L'Obs

James Thierrée ne joue plus

LA GRENOUILLE AVAIT RAISON, DE JAMES THIERRÉE. JUSQU’AU 31 DÉCEMBRE, ROND-POINT, PARIS-8E, 20H30, 01-44-95-98-21.

- JACQUES NERSON

Elle a peut-être raison, cette « Grenouille », mais elle tombe à plat. La déception se lit sur les visages à la sortie du théâtre. C’est le premier ratage de James Thierrée depuis « la Symphonie du hanneton » voici dix-huit ans. Encore est-il relatif puisque le Rond-Point n’a plus une place à vendre depuis des mois. Thierrée fait salle comble partout où il passe. Le monde entier le réclame. Il est vrai que, ses spectacles étant essentiell­ement visuels, la barrière des langues ne l’arrête pas. Et c’est peut-être là que gît le lièvre. On a en e et l’impression que cet échec n’est pas un simple accident de parcours. Qu’il marque la fin d’un cycle. Que Thierrée se sent maintenant trop à l’étroit dans le théâtre du geste.
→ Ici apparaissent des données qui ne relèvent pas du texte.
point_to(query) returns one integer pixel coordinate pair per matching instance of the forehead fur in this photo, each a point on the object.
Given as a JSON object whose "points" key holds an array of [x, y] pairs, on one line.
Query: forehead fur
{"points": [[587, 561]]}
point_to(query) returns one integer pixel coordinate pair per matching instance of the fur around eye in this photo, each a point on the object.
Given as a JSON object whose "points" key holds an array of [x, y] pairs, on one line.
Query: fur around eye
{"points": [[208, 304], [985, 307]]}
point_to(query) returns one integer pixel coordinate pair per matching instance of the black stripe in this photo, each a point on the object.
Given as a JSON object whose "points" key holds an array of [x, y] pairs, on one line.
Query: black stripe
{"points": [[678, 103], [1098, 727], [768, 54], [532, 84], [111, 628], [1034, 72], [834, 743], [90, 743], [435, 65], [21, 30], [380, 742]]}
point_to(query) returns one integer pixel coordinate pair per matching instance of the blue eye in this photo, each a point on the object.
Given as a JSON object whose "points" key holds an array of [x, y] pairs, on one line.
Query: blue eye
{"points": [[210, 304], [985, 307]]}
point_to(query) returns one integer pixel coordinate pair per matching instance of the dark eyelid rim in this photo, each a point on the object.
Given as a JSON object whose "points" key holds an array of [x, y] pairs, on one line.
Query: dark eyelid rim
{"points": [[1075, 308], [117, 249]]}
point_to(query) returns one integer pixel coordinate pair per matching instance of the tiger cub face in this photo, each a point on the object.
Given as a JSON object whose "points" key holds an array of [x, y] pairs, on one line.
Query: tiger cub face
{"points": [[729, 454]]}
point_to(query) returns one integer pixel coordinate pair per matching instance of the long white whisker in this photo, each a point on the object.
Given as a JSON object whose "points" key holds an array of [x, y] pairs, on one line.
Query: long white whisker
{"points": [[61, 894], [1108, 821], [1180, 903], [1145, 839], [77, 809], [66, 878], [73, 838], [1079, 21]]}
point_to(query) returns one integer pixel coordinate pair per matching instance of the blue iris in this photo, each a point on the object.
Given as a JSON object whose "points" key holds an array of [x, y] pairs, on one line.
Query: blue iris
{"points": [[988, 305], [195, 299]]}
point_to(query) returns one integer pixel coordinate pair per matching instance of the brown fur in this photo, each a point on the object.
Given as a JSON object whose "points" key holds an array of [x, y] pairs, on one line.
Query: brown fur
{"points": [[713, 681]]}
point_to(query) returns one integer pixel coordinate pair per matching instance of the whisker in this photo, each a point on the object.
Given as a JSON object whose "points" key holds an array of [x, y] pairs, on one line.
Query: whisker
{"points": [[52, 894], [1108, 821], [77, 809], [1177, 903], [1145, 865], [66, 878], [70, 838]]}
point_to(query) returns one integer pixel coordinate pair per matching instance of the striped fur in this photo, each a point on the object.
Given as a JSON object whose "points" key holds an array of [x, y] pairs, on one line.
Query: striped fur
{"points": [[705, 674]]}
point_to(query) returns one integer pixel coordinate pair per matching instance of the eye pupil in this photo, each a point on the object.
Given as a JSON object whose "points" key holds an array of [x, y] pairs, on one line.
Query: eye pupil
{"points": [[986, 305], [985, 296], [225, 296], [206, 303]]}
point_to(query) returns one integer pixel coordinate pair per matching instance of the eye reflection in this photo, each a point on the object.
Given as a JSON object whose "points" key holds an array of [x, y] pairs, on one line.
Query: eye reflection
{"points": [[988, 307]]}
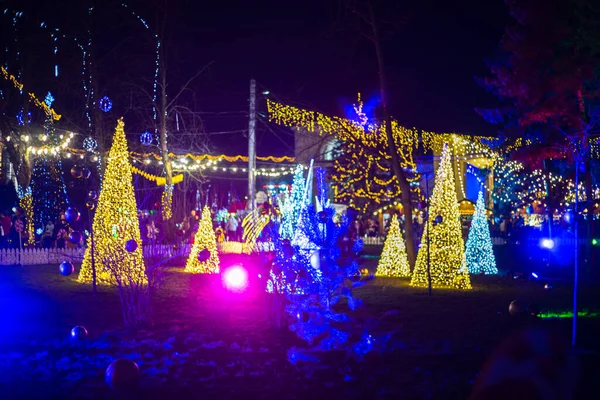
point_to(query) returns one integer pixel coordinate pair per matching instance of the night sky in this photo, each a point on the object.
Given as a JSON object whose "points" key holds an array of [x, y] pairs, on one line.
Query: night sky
{"points": [[305, 53]]}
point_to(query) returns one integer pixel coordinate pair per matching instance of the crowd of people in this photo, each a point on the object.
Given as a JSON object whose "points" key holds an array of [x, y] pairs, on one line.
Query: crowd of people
{"points": [[13, 230]]}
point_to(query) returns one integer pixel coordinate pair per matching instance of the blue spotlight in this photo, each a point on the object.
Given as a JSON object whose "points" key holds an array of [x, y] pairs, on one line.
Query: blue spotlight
{"points": [[547, 244]]}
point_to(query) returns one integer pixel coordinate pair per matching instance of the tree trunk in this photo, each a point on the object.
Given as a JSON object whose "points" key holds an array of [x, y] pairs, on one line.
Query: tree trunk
{"points": [[406, 197]]}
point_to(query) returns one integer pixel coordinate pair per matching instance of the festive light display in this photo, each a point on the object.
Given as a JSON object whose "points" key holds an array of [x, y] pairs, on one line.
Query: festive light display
{"points": [[363, 174], [21, 120], [393, 261], [445, 251], [204, 241], [105, 104], [159, 180], [49, 191], [255, 222], [323, 278], [166, 202], [26, 203], [41, 104], [293, 205], [115, 222], [90, 144], [146, 138], [480, 252]]}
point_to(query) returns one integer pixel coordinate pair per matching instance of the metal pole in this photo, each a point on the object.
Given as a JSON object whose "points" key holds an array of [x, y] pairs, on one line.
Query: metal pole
{"points": [[252, 145], [576, 272], [428, 227]]}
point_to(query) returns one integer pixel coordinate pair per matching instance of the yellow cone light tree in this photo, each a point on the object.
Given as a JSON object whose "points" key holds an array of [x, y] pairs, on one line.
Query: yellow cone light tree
{"points": [[115, 223], [446, 253], [204, 258], [393, 261]]}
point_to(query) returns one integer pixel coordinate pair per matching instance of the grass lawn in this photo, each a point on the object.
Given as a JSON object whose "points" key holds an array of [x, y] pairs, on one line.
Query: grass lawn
{"points": [[206, 343]]}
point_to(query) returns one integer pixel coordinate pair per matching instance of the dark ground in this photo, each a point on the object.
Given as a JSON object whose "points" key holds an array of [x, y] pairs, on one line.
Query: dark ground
{"points": [[215, 345]]}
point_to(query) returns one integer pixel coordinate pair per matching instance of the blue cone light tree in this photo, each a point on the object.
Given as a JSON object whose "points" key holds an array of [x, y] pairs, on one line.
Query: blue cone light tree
{"points": [[480, 252]]}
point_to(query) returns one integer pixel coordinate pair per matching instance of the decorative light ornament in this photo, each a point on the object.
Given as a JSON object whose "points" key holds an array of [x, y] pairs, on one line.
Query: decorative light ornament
{"points": [[105, 104], [146, 138], [20, 120], [394, 260], [204, 258], [442, 246], [115, 220], [479, 251], [49, 99], [90, 144]]}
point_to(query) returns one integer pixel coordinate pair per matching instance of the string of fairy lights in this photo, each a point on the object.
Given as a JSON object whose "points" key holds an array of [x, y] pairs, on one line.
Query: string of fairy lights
{"points": [[361, 173]]}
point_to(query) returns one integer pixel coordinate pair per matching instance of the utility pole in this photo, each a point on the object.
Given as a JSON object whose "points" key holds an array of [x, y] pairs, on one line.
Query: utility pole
{"points": [[252, 145]]}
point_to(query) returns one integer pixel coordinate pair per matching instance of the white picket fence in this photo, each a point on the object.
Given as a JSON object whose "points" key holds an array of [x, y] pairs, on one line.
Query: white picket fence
{"points": [[378, 241], [33, 256]]}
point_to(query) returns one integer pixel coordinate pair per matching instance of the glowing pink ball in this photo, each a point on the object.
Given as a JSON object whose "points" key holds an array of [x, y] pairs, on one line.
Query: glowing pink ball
{"points": [[235, 278]]}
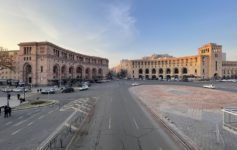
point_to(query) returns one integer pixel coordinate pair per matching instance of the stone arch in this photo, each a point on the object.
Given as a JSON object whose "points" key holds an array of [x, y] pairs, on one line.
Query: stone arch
{"points": [[153, 71], [64, 72], [161, 77], [168, 77], [184, 71], [140, 71], [161, 71], [87, 73], [168, 71], [147, 71], [140, 77], [100, 73], [79, 72], [71, 72], [94, 73], [56, 71], [176, 76], [176, 71], [27, 73]]}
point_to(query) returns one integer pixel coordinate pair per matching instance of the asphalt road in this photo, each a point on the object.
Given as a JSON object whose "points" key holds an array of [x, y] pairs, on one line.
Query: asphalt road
{"points": [[120, 123], [27, 129]]}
D’où peut-être la morosité du personnage qu’il incarne ici : un éternel mécontent qui passe son temps à enguirland­er muettement ses partenaire­s. Ce n’est pas un hasard si sa bonne humeur et son innocence se sont envolées. Le coeur n’y est plus. Remarquez d’ailleurs que, comme un enfant blasé, il utilise à peine les jouets compliqués qu’il s’est fait construire, que ce soit ce bras articulé qui pivote comme un manège d’avions ou cet escalier en colimaçon qui se relève et se couche tout seul comme les push puppets, ces petits animaux de bois qui s’animent quand on appuie sur le socle.

Depuis deux millions d’années qu’Homo habilis a appris à parler, les mots n’ont pas cessé de se multiplier. Henriette Walter, linguiste éminente, estime que nous en avons 1 200 000 à notre dispositio­n. Et chaque jour il en naît de nouveaux. En se privant d’une palette aussi riche, Thierrée se condamne à n’utiliser que des couleurs élémentair­es, joie, peur, colère, chagrin, etc. Peut-être a-t-il besoin de sortir de l’impasse. D’abandonner le muet comme le fit son grand-père, Charlie Chaplin, à partir de « Monsieur Verdoux ». Il vient d’ailleurs de démontrer dans « Chocolat », le (médiocre) film de Roschdy Zem, qu’il est un acteur à part entière, pas seulement un mime. On aimerait à présent le voir s’attaquer aux fantasmago­ries de Gozzi, aux pays merveilleu­x de Lewis Carroll, à des aliments en tout cas plus consistant­s que cette « Grenouille » famélique, sans rime ni raison.